Ironically, at a time when smaller landlords may be deterred from entering the market, those who weather the storm, may well be sitting pretty.

It is estimated that one in four properties will be rented by 2021, or 5.79 million homes.

JaeVee are actively seeking various property investments to invest in that meet our stringent criteria.

Our Panel of Investors look very closely at all the ramifications of the housing market from short-term budgetary changes to longer term infrastructure, regional variations, and projected targeted demographic and capital growth.

We focus on the following areas in line with these criteria:

  • Ground up developments
  • Conversions
  • Regeneration projects
  • Build to rent schemes
  • New builds

However, for those who are new to Buy-to-Let or haven’t yet entered the market and are considering doing so, the advice from those in the know is clear; take professional advice to ensure that the numbers really do stack up both in the short and longer term.

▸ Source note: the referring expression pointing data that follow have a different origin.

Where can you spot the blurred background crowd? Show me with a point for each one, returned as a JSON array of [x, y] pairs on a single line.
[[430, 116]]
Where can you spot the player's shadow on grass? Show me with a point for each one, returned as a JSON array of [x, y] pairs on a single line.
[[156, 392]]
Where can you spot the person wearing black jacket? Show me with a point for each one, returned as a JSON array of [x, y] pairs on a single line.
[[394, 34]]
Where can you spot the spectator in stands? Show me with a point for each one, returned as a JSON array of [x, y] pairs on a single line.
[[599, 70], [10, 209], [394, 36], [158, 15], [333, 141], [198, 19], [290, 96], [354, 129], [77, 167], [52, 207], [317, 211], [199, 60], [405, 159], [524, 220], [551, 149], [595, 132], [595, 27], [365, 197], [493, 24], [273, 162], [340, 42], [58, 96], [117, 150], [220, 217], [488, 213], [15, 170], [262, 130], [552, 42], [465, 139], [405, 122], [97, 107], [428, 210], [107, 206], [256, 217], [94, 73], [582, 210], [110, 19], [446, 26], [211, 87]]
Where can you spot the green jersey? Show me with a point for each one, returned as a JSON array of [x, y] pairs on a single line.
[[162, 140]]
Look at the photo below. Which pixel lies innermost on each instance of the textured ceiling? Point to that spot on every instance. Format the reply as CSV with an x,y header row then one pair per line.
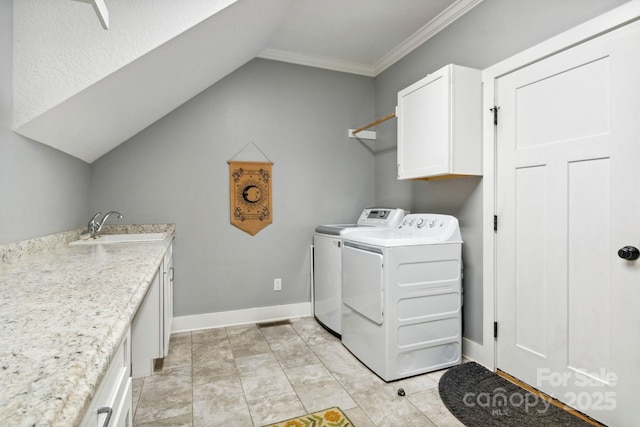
x,y
85,90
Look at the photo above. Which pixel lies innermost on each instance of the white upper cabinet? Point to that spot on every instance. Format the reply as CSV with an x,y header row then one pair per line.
x,y
439,124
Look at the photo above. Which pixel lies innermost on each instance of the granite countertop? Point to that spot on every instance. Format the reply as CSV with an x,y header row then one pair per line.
x,y
63,312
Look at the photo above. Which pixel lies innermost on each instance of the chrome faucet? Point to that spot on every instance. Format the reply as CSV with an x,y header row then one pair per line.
x,y
95,226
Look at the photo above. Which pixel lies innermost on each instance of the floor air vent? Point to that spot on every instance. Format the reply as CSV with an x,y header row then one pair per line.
x,y
272,324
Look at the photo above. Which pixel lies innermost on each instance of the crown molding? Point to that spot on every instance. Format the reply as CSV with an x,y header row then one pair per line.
x,y
318,62
432,28
429,30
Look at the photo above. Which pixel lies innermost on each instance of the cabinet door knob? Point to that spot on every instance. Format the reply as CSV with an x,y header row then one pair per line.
x,y
629,253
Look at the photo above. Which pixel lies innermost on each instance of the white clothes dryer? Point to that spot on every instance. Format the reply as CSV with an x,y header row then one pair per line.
x,y
402,296
327,262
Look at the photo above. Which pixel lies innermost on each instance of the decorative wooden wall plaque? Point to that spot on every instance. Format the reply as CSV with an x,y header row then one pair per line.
x,y
250,193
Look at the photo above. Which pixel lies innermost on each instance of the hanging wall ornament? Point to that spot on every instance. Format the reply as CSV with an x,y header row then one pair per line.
x,y
250,195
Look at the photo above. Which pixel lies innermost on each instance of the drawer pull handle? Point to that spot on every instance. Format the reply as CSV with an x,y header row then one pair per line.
x,y
105,410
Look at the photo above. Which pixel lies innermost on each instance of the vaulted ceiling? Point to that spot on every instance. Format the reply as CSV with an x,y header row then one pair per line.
x,y
84,90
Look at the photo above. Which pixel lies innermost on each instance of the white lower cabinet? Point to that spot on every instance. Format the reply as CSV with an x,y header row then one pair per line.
x,y
151,326
112,403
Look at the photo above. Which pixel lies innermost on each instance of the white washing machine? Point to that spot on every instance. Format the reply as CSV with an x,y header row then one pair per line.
x,y
402,296
327,262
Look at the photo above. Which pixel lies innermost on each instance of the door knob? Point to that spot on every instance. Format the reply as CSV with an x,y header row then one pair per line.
x,y
629,253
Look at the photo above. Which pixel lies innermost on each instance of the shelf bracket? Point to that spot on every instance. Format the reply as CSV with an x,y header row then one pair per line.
x,y
369,134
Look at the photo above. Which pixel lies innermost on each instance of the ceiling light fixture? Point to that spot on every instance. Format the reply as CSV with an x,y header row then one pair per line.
x,y
101,10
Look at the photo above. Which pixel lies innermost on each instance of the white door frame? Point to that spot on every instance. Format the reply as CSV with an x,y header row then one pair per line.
x,y
485,353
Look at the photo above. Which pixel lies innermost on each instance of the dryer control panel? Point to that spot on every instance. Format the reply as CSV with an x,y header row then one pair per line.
x,y
443,227
377,217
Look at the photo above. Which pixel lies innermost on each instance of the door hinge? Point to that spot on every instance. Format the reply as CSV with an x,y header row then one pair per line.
x,y
495,114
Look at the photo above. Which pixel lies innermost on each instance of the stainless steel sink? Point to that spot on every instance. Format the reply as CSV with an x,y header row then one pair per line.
x,y
121,238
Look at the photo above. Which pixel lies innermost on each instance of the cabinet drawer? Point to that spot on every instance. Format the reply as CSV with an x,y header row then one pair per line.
x,y
112,395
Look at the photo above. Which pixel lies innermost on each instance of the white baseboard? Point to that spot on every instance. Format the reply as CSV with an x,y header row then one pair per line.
x,y
476,352
240,317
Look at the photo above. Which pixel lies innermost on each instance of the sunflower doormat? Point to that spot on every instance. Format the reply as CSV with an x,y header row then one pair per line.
x,y
332,417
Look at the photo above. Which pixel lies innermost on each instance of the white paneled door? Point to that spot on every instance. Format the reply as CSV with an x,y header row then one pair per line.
x,y
568,181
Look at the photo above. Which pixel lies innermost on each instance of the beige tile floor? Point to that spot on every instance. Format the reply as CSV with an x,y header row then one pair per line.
x,y
249,376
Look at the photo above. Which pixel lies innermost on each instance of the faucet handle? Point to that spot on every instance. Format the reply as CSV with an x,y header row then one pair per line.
x,y
92,227
93,219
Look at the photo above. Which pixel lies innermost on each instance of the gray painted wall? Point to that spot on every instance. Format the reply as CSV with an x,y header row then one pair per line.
x,y
42,191
492,31
176,171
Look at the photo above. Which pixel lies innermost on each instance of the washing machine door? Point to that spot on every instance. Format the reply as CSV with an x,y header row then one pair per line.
x,y
362,280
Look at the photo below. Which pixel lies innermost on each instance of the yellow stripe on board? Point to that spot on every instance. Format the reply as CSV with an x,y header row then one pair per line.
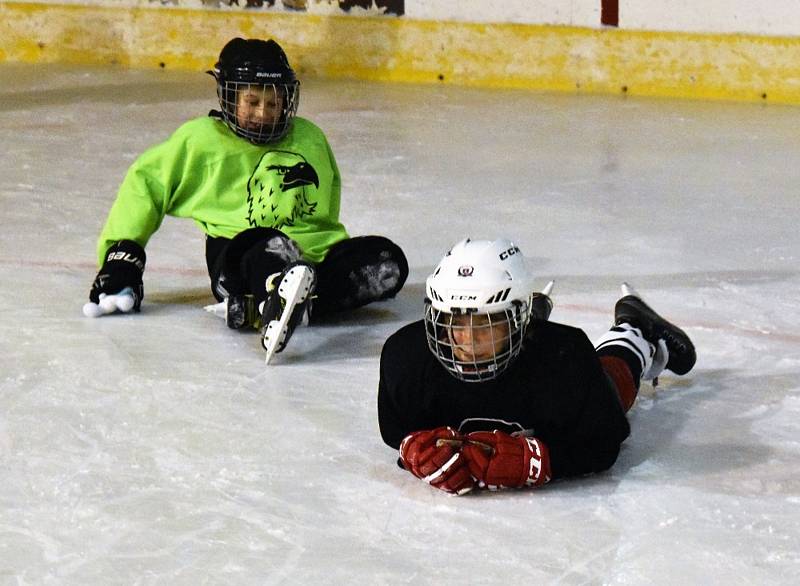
x,y
734,67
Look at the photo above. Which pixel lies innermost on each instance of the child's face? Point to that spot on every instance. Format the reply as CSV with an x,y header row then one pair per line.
x,y
478,338
258,106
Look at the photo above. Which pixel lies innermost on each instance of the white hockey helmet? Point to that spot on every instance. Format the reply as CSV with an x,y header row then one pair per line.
x,y
477,308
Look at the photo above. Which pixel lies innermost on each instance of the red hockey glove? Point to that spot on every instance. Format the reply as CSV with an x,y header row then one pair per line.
x,y
513,462
433,457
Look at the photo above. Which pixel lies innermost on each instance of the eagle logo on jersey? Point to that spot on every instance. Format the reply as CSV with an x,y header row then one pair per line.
x,y
279,190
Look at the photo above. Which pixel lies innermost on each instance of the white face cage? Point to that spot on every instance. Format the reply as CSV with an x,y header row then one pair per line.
x,y
258,112
476,347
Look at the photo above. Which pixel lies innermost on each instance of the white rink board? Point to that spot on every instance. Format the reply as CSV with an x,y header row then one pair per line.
x,y
158,448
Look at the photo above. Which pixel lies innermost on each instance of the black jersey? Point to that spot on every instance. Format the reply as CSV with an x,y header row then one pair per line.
x,y
556,390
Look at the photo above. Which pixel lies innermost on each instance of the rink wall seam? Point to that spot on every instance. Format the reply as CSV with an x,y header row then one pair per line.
x,y
538,57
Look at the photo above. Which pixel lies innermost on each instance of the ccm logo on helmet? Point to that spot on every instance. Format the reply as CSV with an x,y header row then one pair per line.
x,y
465,271
510,252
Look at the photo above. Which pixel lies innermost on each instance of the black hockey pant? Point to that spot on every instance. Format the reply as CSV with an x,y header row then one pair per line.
x,y
355,272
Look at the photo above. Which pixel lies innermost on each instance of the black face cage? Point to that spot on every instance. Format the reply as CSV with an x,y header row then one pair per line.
x,y
509,324
257,129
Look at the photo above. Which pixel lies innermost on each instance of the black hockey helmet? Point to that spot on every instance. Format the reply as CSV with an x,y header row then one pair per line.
x,y
261,70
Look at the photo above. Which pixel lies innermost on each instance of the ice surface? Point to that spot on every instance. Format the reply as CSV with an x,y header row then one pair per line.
x,y
158,448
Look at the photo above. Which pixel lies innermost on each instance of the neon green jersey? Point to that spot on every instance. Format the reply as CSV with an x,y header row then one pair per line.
x,y
226,185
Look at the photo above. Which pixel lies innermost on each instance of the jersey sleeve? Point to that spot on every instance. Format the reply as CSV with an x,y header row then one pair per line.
x,y
590,441
145,195
403,404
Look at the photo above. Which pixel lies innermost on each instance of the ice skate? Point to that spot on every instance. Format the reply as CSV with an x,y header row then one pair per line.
x,y
632,310
286,305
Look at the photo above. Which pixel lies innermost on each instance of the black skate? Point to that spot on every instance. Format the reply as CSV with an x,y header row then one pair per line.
x,y
286,305
631,309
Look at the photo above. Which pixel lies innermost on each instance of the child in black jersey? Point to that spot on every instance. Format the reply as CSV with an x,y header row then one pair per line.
x,y
486,393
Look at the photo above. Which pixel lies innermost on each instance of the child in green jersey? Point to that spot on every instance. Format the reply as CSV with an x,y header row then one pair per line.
x,y
263,185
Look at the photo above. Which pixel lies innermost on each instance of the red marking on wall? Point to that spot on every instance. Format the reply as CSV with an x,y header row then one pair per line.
x,y
609,12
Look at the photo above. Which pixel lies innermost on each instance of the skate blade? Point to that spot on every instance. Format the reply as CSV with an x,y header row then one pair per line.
x,y
293,288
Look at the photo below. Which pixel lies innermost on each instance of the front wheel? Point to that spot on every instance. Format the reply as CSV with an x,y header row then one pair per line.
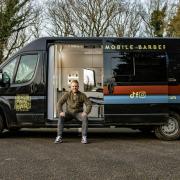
x,y
170,130
1,124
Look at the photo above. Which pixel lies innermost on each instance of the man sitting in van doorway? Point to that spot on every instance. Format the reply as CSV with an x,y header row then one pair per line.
x,y
74,110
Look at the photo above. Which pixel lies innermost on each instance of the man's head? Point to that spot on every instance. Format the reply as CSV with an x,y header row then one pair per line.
x,y
74,86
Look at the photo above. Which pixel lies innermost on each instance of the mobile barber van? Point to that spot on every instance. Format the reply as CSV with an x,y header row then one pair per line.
x,y
132,82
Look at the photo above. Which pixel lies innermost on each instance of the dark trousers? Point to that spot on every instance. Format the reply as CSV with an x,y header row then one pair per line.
x,y
69,116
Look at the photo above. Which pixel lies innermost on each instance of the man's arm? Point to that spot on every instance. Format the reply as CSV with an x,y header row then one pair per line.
x,y
61,101
88,104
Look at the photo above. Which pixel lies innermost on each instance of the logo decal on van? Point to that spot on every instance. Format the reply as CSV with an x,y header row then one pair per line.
x,y
138,94
22,103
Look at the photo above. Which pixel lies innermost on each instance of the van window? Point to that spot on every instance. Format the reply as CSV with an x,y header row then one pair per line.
x,y
150,67
26,68
122,65
9,68
174,67
140,67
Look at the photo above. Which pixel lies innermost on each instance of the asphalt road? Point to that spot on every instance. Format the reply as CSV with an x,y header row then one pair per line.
x,y
31,155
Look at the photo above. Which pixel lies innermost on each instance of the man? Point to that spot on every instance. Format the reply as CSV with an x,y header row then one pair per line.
x,y
74,110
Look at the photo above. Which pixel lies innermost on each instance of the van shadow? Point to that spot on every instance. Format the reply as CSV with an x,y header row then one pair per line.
x,y
94,135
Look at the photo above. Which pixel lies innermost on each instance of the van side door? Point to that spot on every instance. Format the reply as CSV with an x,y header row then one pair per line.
x,y
26,93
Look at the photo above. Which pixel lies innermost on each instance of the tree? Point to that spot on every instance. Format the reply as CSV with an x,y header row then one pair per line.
x,y
174,25
156,15
15,17
128,20
82,18
157,20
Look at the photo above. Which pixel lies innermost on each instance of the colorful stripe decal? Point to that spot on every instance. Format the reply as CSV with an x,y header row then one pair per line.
x,y
149,89
159,99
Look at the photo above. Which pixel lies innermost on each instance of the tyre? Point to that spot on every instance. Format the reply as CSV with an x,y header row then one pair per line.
x,y
170,130
1,124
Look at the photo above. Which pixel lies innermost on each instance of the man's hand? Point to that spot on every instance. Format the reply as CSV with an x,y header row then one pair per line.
x,y
62,114
84,114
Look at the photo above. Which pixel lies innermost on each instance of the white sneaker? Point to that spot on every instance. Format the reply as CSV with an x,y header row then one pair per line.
x,y
58,140
84,140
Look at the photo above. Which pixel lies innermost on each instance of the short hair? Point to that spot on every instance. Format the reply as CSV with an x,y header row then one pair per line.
x,y
74,81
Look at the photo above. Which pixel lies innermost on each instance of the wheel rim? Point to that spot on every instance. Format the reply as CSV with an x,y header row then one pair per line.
x,y
171,128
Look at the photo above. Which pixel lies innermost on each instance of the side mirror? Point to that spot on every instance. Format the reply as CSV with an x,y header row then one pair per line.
x,y
4,79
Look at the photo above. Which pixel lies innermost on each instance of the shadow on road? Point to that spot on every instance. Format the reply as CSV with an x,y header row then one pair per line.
x,y
94,134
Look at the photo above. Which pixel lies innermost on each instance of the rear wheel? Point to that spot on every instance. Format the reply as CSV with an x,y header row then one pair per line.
x,y
171,130
1,124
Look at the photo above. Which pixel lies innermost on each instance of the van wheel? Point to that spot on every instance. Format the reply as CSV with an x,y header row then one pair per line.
x,y
171,130
1,124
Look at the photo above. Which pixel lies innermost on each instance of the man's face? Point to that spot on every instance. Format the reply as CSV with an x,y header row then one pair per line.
x,y
74,87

With the most recent market forecast by the Royal Institution of Chartered Surveyors suggesting that rents are likely to increase by up to 3% nationally over the course of the next five years, those landlords who are keen to enter or are already operating but not sure of the way forward, should not be deterred as it’s likely that their investment may pay off.

Disclaimer:

We are not providing advice on investments nor are we arranging deals in investments.

We do not provide tax or investment advice and any general information is provided to help you make your own informed decisions. Customers are advised to obtain appropriate tax or investment advice where necessary.